As "wolf watchers," our days started at 5 AM, with breakfast at 6:15, in the van and on the road by 7 or so. We had brought clothing to keep us warm at temperatures well below zero, but like the rest of the country, Yellowstone was suffering from "crazy weather syndrome." The mornings were cold with temps in the teens but by midday it was well up into the thirties and at lower elevations in the forties.

Our guides, Scott and Paul, both highly qualified biologists, know their subjects well, having been involved in research projects involving the park's wolf population. As I sit here at my computer, Scott is somewhere out in the backcountry tracking the wolves through their daily rounds, recording data that will further our knowledge of wolf behavior. Some members in each of the individual packs wear radio collars and on this trip we were guided daily to locations by other scientists picking up signals from the collared wolves. Once in the targeted area, the skilled eyes of Scott and Paul honed in on our subjects.

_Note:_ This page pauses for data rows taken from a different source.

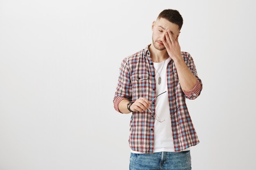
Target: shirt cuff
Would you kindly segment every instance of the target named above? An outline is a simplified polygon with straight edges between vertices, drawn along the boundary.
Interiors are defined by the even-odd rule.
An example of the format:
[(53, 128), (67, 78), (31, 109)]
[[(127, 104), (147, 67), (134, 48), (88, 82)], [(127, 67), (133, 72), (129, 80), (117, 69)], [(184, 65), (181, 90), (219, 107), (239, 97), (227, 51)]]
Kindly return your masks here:
[(193, 88), (188, 91), (184, 91), (183, 89), (182, 89), (182, 91), (186, 96), (190, 97), (190, 96), (194, 93), (198, 94), (200, 92), (200, 89), (201, 83), (200, 83), (199, 80), (198, 79), (195, 85)]
[(126, 100), (129, 100), (128, 99), (124, 97), (117, 97), (114, 102), (114, 107), (115, 108), (115, 109), (116, 110), (117, 110), (118, 112), (120, 112), (121, 113), (123, 113), (119, 110), (119, 108), (118, 108), (118, 105), (119, 105), (119, 103), (120, 103), (121, 100), (122, 100), (124, 99), (126, 99)]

The first day out we spent the morning observing the Druid Pack, waiting off in the distance, to feed on an elk they had killed just before dawn. Unfortunately, the kill was almost in the road and when we arrived photographers with giant telephoto lenses and other wolf watchers like us, lined the road, waiting for an opportunity to watch the wolves feeding. The group that I was with moved off down the road to another location where we observed the same pack across the Lamar River, basking in the sun, waiting for the crowd of gawkers to leave. Later in the morning park rangers moved the carcass away from the road, but still the wolves hung back. Coyotes, ravens, magpies and eagles were not shy and feasted most of the day.

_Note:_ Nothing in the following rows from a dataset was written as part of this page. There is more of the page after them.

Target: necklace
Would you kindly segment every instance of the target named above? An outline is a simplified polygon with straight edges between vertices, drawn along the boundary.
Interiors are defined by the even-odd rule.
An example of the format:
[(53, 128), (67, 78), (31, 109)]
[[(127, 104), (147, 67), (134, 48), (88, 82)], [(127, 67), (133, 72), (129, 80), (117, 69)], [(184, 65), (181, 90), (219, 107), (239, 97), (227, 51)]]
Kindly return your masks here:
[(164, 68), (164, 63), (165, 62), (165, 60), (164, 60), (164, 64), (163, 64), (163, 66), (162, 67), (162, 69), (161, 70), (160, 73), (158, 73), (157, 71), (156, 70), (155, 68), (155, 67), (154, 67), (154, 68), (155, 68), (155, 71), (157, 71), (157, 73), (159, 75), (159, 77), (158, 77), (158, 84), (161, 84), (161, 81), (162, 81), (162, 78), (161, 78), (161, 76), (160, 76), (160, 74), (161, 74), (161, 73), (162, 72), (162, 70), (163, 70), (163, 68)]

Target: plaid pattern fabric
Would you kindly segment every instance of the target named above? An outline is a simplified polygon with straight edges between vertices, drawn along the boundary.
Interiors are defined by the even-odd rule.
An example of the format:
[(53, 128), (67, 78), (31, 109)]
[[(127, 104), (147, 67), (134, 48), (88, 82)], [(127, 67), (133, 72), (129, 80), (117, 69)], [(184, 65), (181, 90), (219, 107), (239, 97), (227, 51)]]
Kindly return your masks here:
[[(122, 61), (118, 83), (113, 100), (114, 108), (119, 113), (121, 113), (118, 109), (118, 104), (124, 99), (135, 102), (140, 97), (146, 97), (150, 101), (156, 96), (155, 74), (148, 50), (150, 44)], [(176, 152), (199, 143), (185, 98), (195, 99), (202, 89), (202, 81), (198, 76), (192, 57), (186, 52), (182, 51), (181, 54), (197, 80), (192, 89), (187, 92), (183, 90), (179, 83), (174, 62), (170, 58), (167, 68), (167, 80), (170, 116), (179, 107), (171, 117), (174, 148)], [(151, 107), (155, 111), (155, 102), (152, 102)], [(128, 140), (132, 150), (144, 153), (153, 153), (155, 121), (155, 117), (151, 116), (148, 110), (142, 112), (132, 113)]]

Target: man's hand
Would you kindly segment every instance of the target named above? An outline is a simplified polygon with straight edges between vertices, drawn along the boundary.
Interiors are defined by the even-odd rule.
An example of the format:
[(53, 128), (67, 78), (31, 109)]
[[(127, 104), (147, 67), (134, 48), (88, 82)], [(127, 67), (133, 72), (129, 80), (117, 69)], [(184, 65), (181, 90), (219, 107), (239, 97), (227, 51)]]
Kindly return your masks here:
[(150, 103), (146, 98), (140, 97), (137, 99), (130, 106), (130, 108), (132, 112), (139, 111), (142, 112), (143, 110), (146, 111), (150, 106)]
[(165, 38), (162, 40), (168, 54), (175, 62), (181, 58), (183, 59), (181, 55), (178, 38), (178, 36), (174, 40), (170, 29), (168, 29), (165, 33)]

A member of the Druid Pack waiting to feed, February, 2007

Years ago when I was working in photography, I carried multiple cameras, big lenses, tripods and the rest of the gear neeeded for excellent photo making. These days that gear remains sitting in a closet while I go armed only with a digital point and shoot camera, prefering not to lug lots of equipment around. I also find that if I'm not trying to figure out how to get the best shot, I can experience whatever the subject is, whether it's a wolf or flower, in all of its glory without missing a thing. This photo was taken with that camera through a spotting scope that the guides provided for us. The pack was probably a half to a full mile away and all the observing we did, like bird watching, was done through the scopes and binoculars.

Friday, March 16, 2007

I'm Back!

Mammoth Springs Area, Yellowstone Park, February 2007

I'm back from an unforgettable trip to Yellowstone National Park and the Grand Teton Mountains of Wyoming. It was a life altering trip for me ... a time when I was able to to once again connect to the things that are important to me ... the natural world, the great outdoors and this fabulous, one-of-a-kind planet we all call home. In recent years, as I've grown older and taken on added responsibilities, it's been easy to forget where my heart truly resides.

Although I live in one of the most beautiful spots on the east coast with lots of it's own wildlife and beautiful views, the world, as it speeds around me, has become surreal. Fast food, strip malls and road rage can be found just a few miles from my front door. It is disheartening to say the least and I am convinced that I must live a much simpler life. No, I don't plan on moving to the back woods. I want to learn how to live here, where I am, and to reduce my impact on the earth. It's hard ... it won't be easy ... but it's worth doing. I have two grandchildren, who after all, will be here long after I'm gone.

I'll be sharing more photos and words about what I saw and learned over time. In the meantime, I'm glad to be back and hope all is well with all of you!!